2.1 In-situ measurement

Two standing beech trees (Fagus sylvatica L.), with diameters at breast height of 34 cm and 84 cm, located on the ground of the Training Forest Enterprise, Masarykův les Křtiny, of Mendel University in Brno in the forest district of Bilovice, 236 msl (CZ), were chosen as experimental specimens. Each tree was colonised on the stem by wood-decaying fungi with fruit bodies present (Flammulina velutipes, Inonotus cuticularis, Auricularia mesenterica). Both trees were assessed with the acoustic tomograph, ArborSonic® (Fakopp Enterprise Bt.), at two different heights, A and B, and in the proximity (0–20 cm) of fungal fruit bodies (Fig. 1).

Fig. 1
figure 1

AT setup during the field assessment on tree specimen number 2 (a) and the location of exported cross-sections for fungal isolation (red zone) and mechanical/physical testing (blue zone) (b)

The geometry of the cross-sections was determined by the triangulation method using the ArborSonic® device. After the measurement, the trees were felled (each tree on a different day). Two cross-sections (15 cm and 2 cm thick) were removed from each position (A and B) and transported immediately for laboratory processing. To preserve the moisture content (\(w\)) during the transport, all cross-sections were hermetically stored in plastic bags.

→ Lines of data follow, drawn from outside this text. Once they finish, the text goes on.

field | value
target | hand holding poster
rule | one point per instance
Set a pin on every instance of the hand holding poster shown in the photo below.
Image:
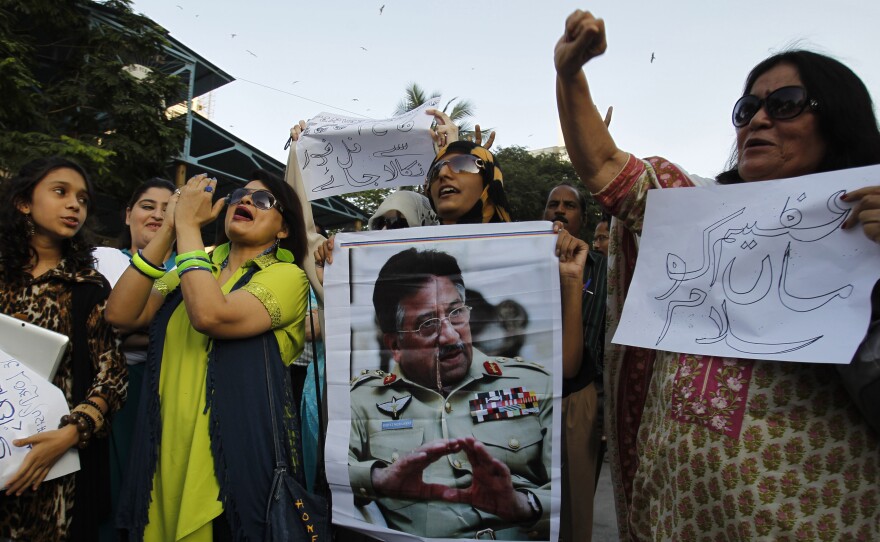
(29, 405)
(445, 400)
(341, 155)
(756, 270)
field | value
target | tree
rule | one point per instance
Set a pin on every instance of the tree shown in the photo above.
(528, 180)
(414, 96)
(67, 89)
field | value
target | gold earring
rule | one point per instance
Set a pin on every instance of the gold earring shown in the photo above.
(29, 229)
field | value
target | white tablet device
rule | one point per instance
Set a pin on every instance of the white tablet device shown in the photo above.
(37, 347)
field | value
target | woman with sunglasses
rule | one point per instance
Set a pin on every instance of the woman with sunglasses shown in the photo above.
(465, 185)
(223, 328)
(47, 278)
(144, 215)
(800, 461)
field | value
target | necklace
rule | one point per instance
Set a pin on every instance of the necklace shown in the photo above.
(266, 252)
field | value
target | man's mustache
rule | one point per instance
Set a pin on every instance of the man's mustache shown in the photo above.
(448, 350)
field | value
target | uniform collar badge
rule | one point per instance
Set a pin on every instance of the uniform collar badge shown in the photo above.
(395, 406)
(492, 368)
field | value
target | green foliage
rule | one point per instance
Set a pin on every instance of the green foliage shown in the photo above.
(65, 90)
(461, 111)
(529, 179)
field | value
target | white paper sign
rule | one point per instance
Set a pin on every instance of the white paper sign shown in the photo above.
(341, 155)
(509, 266)
(29, 405)
(756, 270)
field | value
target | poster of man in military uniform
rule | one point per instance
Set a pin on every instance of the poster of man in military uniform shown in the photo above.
(447, 440)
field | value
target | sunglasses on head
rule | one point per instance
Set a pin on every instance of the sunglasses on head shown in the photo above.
(467, 163)
(392, 223)
(781, 104)
(261, 198)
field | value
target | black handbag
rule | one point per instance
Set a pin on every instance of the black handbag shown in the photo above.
(861, 377)
(292, 513)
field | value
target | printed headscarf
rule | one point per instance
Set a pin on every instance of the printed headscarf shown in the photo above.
(492, 205)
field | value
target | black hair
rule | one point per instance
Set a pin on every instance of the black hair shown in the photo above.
(125, 240)
(403, 275)
(845, 112)
(17, 256)
(291, 214)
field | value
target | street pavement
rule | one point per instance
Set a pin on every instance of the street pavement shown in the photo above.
(604, 517)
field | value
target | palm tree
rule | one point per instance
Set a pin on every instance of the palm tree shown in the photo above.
(461, 112)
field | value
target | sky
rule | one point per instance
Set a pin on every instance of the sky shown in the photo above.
(295, 59)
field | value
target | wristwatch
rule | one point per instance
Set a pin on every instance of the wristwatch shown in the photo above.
(534, 504)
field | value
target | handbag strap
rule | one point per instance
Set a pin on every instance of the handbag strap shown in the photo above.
(279, 460)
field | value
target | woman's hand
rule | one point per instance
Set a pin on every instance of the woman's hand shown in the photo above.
(478, 138)
(297, 130)
(866, 212)
(194, 207)
(445, 131)
(583, 40)
(168, 217)
(46, 449)
(572, 253)
(324, 255)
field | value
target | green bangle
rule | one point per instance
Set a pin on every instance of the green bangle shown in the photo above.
(146, 269)
(193, 268)
(193, 263)
(193, 255)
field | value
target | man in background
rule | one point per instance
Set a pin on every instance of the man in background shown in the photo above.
(581, 404)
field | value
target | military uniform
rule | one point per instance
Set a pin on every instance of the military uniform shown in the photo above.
(391, 416)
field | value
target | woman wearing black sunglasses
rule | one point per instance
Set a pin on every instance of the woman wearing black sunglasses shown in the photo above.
(223, 328)
(795, 458)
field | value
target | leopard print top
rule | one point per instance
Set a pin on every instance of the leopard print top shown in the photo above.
(46, 514)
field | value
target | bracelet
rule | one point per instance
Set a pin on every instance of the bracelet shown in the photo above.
(193, 255)
(182, 272)
(145, 268)
(84, 427)
(193, 264)
(93, 412)
(151, 264)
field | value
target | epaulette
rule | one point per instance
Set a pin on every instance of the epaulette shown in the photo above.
(521, 362)
(367, 374)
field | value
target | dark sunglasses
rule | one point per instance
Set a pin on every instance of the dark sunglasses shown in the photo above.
(467, 163)
(393, 223)
(781, 104)
(262, 199)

The aim was to process the measured sections during the same day to conserve the original \(w\) corresponding to green wood.

2.2 Laboratory measurement and parameters computation

Thicker cross-sections (150 mm) were divided by a regular 50 × 50 mm grid into cells (Fig. 2a/b) less than an hour after felling. The velocities of stress-wave propagation were calculated using the times of signal transmission, measured with the Time of Flight (ToF) device (MicroSecond Timer®—Fakopp Enterprise Bt.), and the distances between the two US10 sensors for each cell in longitudinal (\({v}_{l}\)), radial (\({v}_{r}\)) and tangential (\({v}_{t}\)) directions. Afterwards, each sample was reduced to a standard size (20 × 20 × 30 mm). All samples used for compressive testing were orthotropic. Static testing was carried out on a universal testing machine (ZWICK® Z050) (Fig. 2c), where compressive stress (\({\upsigma }_{c}\)) parallel to grain was obtained. For each tree, the whole process took approximately 4 h.

Fig. 2
figure 2

Cross-section divided by a regular 50 × 50 mm grid (a), cell for acoustic measurements (b) and small orthotropic standardised samples (20 × 20 × 30 mm) during mechanical testing (c)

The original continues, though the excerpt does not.